LucaCanali / sparkMeasure

This is the development repository for sparkMeasure, a tool and library designed for efficient analysis and troubleshooting of Apache Spark jobs. It focuses on easing the collection and examination of Spark metrics, making it a practical choice for both developers and data engineers.
Apache License 2.0
690 stars 144 forks source link

throwing error when trying to make work locally #38

Closed hardiktalati closed 2 years ago

hardiktalati commented 2 years ago

File "C:\Users\talathar\Miniconda3\envs\XXXXX\lib\site-packages\sparkmeasure\stagemetrics.py", line 15, in init self.stagemetrics = self.sc._jvm.ch.cern.sparkmeasure.StageMetrics(self.sparksession._jsparkSession) File "C:\spark-3.2.1-bin-hadoop3.2\python\lib\py4j-0.10.9.3-src.zip\py4j\java_gateway.py", line 1586, in call File "C:\spark-3.2.1-bin-hadoop3.2\python\pyspark\sql\utils.py", line 111, in deco return f(*a, **kw) File "C:\spark-3.2.1-bin-hadoop3.2\python\lib\py4j-0.10.9.3-src.zip\py4j\protocol.py", line 328, in get_return_value py4j.protocol.Py4JJavaError: An error occurred while calling None.ch.cern.sparkmeasure.StageMetrics. : java.lang.NoClassDefFoundError: scala/Product$class

LucaCanali commented 2 years ago

I see you are using sparkmeasure from PySpark. Can you please try the full example in the README.md and let me know if you still see an error?

# Python CLI, Spark 3.x
pip install sparkmeasure
bin/pyspark --packages ch.cern.sparkmeasure:spark-measure_2.12:0.17

from sparkmeasure import StageMetrics
stagemetrics = StageMetrics(spark)
stagemetrics.runandmeasure(locals(), 'spark.sql("select count(*) from range(1000) cross join range(1000) cross join range(100)").show()')
hardiktalati commented 2 years ago

Hey Luca,

It worked on my work laptop - i am trying on my personal and its behaving again in sameway.
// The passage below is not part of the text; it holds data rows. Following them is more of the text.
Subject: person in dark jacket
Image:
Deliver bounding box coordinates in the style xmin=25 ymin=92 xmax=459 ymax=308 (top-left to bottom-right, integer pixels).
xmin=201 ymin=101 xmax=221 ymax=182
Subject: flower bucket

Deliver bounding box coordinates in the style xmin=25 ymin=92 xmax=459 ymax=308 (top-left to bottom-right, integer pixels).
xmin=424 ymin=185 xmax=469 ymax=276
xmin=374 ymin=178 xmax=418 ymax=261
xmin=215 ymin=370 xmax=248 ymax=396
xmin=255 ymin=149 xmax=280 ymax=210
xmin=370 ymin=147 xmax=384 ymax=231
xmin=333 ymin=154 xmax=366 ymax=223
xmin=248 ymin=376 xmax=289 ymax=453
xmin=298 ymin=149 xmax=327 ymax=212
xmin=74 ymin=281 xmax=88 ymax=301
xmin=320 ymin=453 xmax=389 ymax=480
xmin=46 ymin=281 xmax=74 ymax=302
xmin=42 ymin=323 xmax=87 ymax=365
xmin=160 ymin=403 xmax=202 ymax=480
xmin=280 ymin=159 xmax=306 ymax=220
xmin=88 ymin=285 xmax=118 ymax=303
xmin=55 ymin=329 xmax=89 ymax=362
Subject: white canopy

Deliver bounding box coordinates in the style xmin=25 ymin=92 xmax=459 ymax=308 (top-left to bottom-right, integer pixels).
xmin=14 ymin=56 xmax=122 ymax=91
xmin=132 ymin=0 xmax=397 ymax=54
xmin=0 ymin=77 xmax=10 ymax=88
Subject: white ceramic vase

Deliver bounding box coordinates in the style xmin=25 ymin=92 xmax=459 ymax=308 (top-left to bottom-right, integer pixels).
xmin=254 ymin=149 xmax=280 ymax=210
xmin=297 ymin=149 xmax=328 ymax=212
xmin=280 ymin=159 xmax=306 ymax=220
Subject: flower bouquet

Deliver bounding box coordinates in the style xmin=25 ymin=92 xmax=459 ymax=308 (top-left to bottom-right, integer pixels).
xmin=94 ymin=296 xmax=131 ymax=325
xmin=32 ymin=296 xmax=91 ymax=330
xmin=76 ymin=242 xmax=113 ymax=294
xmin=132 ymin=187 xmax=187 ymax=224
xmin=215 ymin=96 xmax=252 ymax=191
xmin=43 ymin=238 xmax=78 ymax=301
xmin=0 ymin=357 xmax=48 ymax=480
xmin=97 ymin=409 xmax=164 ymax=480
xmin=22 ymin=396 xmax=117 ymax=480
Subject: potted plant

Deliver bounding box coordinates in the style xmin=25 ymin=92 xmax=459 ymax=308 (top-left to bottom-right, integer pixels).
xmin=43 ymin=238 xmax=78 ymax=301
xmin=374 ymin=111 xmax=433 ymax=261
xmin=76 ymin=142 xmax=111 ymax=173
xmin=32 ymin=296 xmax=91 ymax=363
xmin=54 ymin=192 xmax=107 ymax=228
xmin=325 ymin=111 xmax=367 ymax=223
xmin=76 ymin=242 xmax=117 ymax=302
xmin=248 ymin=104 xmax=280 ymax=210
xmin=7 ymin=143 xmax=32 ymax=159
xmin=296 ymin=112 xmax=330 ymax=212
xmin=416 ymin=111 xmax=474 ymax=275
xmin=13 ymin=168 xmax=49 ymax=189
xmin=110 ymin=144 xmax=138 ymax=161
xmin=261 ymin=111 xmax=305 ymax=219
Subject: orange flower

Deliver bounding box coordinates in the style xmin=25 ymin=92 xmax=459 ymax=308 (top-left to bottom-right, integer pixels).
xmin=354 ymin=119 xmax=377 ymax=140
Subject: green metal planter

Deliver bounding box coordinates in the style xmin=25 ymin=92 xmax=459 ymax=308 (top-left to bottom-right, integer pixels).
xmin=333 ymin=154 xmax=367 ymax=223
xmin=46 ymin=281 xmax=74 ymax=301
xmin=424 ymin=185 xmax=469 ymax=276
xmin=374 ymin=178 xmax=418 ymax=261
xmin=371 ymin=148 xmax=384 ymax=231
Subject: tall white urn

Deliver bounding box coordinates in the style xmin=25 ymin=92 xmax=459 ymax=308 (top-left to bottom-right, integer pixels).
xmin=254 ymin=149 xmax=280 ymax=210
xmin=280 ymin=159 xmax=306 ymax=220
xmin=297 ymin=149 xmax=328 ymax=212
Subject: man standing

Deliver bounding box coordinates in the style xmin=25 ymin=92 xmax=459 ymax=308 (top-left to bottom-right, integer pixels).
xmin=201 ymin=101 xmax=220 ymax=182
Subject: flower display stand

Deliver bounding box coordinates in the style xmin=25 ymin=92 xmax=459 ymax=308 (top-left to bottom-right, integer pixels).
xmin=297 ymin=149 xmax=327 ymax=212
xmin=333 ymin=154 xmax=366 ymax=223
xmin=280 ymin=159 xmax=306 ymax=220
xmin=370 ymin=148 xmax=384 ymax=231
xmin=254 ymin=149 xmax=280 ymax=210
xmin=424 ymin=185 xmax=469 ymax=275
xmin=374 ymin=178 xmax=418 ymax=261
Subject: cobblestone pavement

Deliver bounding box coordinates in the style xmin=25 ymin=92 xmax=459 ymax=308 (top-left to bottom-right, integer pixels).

from pyspark.sql import SparkSession import os os.environ['SPARK_HOME'] = "C:\spark-3.2.1-bin-hadoop3.2" spark = SparkSession.builder\ .config("spark.jars.packages", "ch.cern.sparkmeasure:spark-measure_2.12:0.17").getOrCreate()

from sparkmeasure import StageMetrics stagemetrics = StageMetrics(spark)

ERROR raise Py4JJavaError( py4j.protocol.Py4JJavaError: An error occurred while calling None.ch.cern.sparkmeasure.StageMetrics. : java.lang.NoClassDefFoundError: scala/Product$class

LucaCanali commented 2 years ago

I would like to check which version of Spark you are using. I suspect you may be using Spark 2.x with scala 2.11. Can you please run: spark.version ? Instead of setting SPARK_HOME I'd suggest the use of findspark:

import findspark
findspark.init("SPARK_HOME_HERE")

BTW I have since released sparkmeasure version 0.18.

hardiktalati commented 2 years ago

Hey Luca, Its working now.. Thanks for the help. It was issue with my java version or when i upgraded to latest sparkmeasure

LucaCanali commented 2 years ago

Thanks for the feedback.

mccartni-aws commented 7 months ago

Hey @hardiktalati What version of SparkMeasure, Java and pyspark worked for you?

I'm running sparkmeasure==0.23.0, pyspark==3.3 and java==11 and I'm getting the following error: py4j.protocol.Py4JError: ch.cern.sparkmeasure.TaskMetrics does not exist in the JVM.

@LucaCanali Your input here would be greatly appreciated too.

Many thanks both, in advanced.

LucaCanali commented 7 months ago

Hi @mccartni-aws does something like this work for you?

# Example of how to use sparkMeasure from the Spark Python CLI, Spark 3.x
# install the Python wrapper
pip install sparkmeasure 
# run PySpark with sparkMeasure library jars
# Note: if running on a notebook or Python directly, instead of PySpark, make sure to have the config spark.jars.packages set to ch.cern.sparkmeasure:spark-measure_2.12:0.23 
bin/pyspark --packages ch.cern.sparkmeasure:spark-measure_2.12:0.23 

# StageMetrics example
from sparkmeasure import StageMetrics
stagemetrics = StageMetrics(spark)
stagemetrics.runandmeasure(locals(), 'spark.sql("select count(*) from range(1000) cross join range(1000) cross join range(100)").show()')

# TaskMetrics example
from sparkmeasure import TaskMetrics
taskmetrics = TaskMetrics(spark)
taskmetrics.runandmeasure(locals(), 'spark.sql("select count(*) from range(1000) cross join range(1000) cross join range(100)").show()')
mccartni-aws commented 7 months ago

Thanks a lot @LucaCanali.

I'm running it from a SageMaker processing job, not from a notebook. I will try it out now in a notebook, though this will not be my end use-case.

I'm wondering whether it's anything to do with me not setting the correct spark path and Py4j path.

Do these versions look good to you? sparkmeasure==0.23.0, pyspark==3.3 and java==11

LucaCanali commented 7 months ago

I confirm that sparkMeasure works OK for me with sparkmeasure==0.23.0, pyspark/spark==3.3.x and java==11 BTW, no need to run on a notebook, running from PySpark CLI is even easier to test.